My myeloma situation appeared to be in a state of temporary remission for quite a while. I was monitored throughout this time with blood tests. I was taking lenalidomide (Revlimid) tablets and was eventually told by my Nambour haematologist that my paraprotein levels were steady. 
Suddenly unsightly secondary skin cancers began appearing on my scalp. My radiation oncologist at the Adem Crosby Centre at the Sunshine Coast University Hospital (SCUH), prescribed treatment using radiation. Over two years, I underwent 70 days of radiation treatment. At the end of radiation my scalp was clear, and the radiation oncologist told me the treatment was a success. Unfortunately, the skin cancers erupted again, causing my scalp to become non-healing over the past year. My myeloma drug lenalidomide, was stopped and I was not on any myeloma treatment. My Nambour haematologist continued to monitor my myeloma and has assured me that if she notices a ‘spike’ she will put me back on the lenalidomide.
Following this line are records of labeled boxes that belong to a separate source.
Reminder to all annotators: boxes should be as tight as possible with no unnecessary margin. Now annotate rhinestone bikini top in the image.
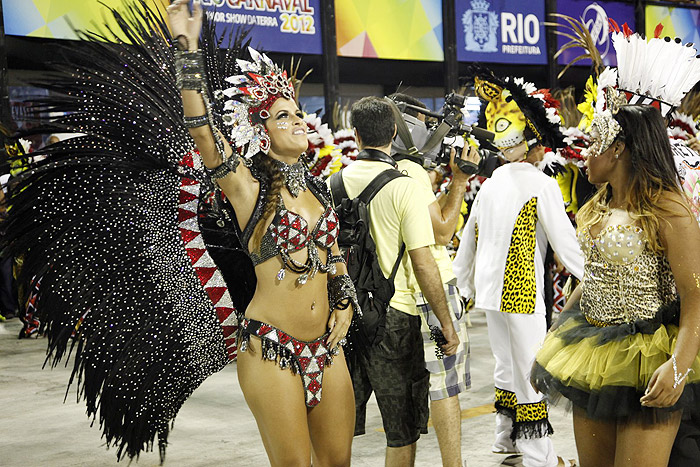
[243,173,340,285]
[578,225,676,326]
[250,203,340,266]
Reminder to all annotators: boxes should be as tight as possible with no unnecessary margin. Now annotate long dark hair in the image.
[250,152,284,251]
[576,105,690,252]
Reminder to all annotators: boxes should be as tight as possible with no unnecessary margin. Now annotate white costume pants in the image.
[483,310,557,467]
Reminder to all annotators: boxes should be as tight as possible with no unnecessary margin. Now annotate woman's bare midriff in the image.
[245,251,330,340]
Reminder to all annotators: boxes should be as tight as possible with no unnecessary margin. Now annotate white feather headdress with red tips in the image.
[610,19,700,117]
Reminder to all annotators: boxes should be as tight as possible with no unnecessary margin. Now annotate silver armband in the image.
[175,50,206,92]
[328,274,362,314]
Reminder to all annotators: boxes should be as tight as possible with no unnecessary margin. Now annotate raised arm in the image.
[429,144,480,245]
[641,195,700,407]
[537,179,583,280]
[167,0,257,208]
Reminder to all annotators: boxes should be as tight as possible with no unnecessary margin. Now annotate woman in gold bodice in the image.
[532,105,700,467]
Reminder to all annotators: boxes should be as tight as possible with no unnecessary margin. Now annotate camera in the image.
[387,93,500,177]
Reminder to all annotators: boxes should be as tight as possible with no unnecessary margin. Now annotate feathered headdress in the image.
[223,47,295,163]
[470,67,564,149]
[589,19,700,154]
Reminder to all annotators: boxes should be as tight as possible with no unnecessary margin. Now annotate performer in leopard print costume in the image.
[454,69,583,467]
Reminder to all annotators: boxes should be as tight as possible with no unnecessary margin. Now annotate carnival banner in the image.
[2,0,322,54]
[200,0,322,54]
[644,5,700,44]
[2,0,170,39]
[454,0,547,65]
[334,0,442,61]
[557,0,636,66]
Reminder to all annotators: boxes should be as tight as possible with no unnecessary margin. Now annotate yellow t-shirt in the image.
[397,159,462,292]
[334,157,435,315]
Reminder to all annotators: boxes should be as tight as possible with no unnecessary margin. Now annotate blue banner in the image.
[455,0,547,65]
[556,0,637,66]
[201,0,323,54]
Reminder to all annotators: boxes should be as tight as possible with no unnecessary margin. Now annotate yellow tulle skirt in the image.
[532,310,700,421]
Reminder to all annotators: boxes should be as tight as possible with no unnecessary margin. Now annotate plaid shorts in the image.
[416,284,471,401]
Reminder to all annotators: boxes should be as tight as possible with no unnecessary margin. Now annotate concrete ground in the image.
[0,313,576,467]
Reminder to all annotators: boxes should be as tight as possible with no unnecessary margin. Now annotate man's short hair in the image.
[350,96,395,148]
[389,92,428,118]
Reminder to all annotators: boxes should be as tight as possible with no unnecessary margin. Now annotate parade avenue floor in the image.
[0,313,576,467]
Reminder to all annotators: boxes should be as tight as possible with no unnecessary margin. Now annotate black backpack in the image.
[330,170,407,345]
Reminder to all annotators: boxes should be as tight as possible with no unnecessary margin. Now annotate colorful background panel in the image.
[335,0,444,61]
[645,5,700,44]
[2,0,169,39]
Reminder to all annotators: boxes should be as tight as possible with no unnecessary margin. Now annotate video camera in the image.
[386,93,500,177]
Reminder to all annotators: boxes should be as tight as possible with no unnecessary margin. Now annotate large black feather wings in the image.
[4,1,254,458]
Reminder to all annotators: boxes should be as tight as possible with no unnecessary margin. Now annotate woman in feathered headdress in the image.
[168,0,358,465]
[533,25,700,466]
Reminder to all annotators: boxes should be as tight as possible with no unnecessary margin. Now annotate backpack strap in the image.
[331,169,408,282]
[358,170,408,283]
[358,170,408,205]
[389,243,406,282]
[331,169,349,209]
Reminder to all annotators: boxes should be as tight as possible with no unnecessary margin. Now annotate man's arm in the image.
[537,180,583,280]
[428,144,481,245]
[408,246,459,355]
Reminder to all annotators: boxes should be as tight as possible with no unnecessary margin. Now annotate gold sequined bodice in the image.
[578,225,676,326]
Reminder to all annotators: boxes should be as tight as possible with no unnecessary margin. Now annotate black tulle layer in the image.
[532,301,700,422]
[558,300,680,344]
[532,363,700,423]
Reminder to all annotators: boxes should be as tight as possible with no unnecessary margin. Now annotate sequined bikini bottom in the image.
[239,318,338,407]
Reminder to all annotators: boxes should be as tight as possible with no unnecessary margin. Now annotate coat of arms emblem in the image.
[462,0,498,52]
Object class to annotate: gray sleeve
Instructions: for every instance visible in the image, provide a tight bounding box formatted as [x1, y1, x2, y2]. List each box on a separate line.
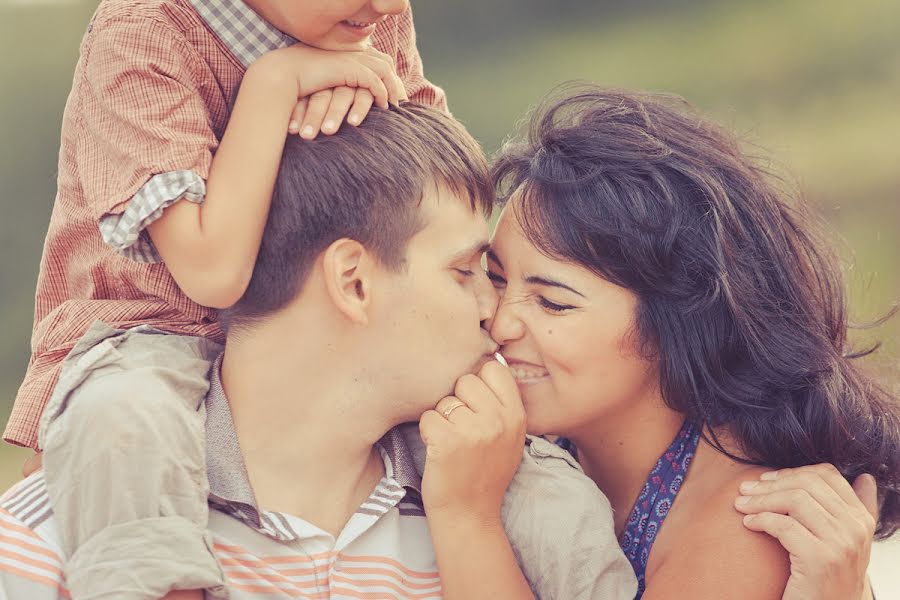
[99, 171, 206, 263]
[502, 442, 637, 600]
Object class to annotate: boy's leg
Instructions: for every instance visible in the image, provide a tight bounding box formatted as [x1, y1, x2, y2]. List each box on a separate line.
[40, 324, 223, 600]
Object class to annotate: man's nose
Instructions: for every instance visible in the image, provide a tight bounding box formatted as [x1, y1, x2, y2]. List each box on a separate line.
[371, 0, 409, 15]
[475, 275, 500, 329]
[485, 298, 525, 346]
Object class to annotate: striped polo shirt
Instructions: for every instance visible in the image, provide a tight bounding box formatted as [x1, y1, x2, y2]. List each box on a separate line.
[0, 363, 441, 600]
[3, 0, 447, 449]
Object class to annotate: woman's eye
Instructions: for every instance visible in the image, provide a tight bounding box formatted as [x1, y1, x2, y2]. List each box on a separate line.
[538, 296, 575, 313]
[485, 271, 506, 287]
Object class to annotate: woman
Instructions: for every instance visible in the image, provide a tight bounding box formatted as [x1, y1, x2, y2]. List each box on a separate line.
[488, 87, 900, 600]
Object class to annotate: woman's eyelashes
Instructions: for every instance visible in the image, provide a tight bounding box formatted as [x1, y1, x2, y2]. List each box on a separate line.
[486, 270, 576, 314]
[537, 296, 575, 314]
[485, 269, 506, 287]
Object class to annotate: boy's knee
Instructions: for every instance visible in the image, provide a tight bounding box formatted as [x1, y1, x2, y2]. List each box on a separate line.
[48, 371, 203, 448]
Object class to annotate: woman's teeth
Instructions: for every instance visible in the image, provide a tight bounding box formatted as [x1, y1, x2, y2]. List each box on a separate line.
[509, 367, 548, 381]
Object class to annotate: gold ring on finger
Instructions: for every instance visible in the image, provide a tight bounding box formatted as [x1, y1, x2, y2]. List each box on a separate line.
[441, 400, 466, 421]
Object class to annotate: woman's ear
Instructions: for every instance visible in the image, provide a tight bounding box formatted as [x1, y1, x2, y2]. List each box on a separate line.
[322, 238, 373, 325]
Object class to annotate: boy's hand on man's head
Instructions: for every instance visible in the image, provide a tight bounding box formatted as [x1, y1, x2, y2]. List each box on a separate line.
[251, 44, 407, 139]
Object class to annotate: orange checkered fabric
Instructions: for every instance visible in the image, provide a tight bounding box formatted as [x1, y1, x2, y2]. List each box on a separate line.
[4, 0, 446, 448]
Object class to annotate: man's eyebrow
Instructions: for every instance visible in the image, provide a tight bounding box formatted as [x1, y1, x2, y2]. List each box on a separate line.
[485, 248, 506, 269]
[525, 275, 587, 300]
[450, 240, 491, 262]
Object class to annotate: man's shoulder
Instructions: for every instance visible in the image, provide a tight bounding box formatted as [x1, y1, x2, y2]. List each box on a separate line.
[0, 470, 53, 530]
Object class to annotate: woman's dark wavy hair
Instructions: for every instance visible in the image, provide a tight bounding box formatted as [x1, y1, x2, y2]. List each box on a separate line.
[494, 84, 900, 537]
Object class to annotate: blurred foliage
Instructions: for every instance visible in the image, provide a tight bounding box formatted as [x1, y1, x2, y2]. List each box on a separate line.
[0, 0, 900, 488]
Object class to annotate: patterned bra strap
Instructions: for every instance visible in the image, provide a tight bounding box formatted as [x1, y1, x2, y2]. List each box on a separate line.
[621, 421, 700, 599]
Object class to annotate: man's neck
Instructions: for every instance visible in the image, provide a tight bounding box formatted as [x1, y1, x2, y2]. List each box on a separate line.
[221, 316, 391, 535]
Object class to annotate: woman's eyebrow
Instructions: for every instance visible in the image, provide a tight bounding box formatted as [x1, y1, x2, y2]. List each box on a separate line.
[525, 275, 587, 300]
[485, 248, 505, 269]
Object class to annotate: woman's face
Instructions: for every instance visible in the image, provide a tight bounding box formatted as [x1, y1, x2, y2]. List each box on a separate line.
[487, 198, 658, 436]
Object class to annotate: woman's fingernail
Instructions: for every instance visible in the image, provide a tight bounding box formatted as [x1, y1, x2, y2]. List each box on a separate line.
[741, 481, 759, 492]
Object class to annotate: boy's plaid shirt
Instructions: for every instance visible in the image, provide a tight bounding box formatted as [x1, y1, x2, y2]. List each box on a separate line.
[4, 0, 446, 448]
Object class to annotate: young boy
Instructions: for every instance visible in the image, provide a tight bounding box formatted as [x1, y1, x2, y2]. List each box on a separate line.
[5, 0, 444, 598]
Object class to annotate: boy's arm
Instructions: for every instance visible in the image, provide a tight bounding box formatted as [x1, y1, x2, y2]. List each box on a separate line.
[149, 46, 391, 308]
[394, 8, 447, 111]
[80, 16, 397, 307]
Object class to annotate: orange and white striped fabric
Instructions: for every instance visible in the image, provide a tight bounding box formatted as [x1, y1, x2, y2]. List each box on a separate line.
[0, 361, 442, 600]
[3, 0, 446, 448]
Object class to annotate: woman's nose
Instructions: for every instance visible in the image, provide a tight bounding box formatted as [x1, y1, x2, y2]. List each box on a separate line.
[371, 0, 409, 15]
[486, 298, 525, 346]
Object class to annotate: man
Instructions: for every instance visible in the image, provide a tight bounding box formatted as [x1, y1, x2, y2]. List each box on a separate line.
[0, 105, 634, 600]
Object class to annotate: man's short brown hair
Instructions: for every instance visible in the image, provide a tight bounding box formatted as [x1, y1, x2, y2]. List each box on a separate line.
[223, 104, 494, 327]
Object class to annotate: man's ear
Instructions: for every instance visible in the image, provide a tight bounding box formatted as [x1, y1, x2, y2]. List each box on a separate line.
[322, 238, 373, 325]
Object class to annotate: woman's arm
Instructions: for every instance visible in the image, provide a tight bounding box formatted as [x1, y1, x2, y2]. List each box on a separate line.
[419, 361, 533, 600]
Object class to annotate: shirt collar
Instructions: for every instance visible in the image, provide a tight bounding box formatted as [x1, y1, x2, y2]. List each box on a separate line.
[190, 0, 297, 69]
[206, 354, 422, 528]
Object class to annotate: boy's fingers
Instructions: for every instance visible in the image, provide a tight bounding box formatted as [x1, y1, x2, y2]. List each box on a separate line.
[358, 56, 388, 108]
[347, 88, 375, 125]
[288, 98, 309, 134]
[853, 473, 879, 523]
[322, 86, 356, 135]
[365, 48, 409, 104]
[360, 70, 388, 108]
[300, 90, 334, 140]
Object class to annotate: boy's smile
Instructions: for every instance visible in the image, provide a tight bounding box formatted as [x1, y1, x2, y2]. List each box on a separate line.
[245, 0, 409, 51]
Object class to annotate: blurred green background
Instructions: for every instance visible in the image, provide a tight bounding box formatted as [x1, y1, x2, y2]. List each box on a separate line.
[0, 0, 900, 489]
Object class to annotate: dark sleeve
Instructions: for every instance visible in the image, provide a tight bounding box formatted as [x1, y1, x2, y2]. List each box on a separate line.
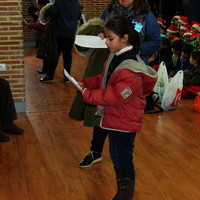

In Apri l 2025 a graft operation was performed, but unfortunately the graft did not take. As a result, I have had a non-healing scalp wound for just over a year. Nurses from Range Care have been dressing my wound three times a week, and its expected these will continue indefinitely. My wife and I have been assessed for My Aged Care Level 2 packages that help us with our home care. We use Range Care transport to take us both to Nambour and SCUH, and other medical appointments. Our home and social lives are largely centred around those appointments.
We’re fortunate to have close friends within our Resort who invite us to their social gatherings. Trips by road to visit other family members are now becoming rare. Gracie still drives our small Honda Jazz, but I surrendered my driver’s licence three years ago. Being an ex-Radio TV journalist, I have been keeping busy with writing my own memoir book, ‘One Voice Among Many’.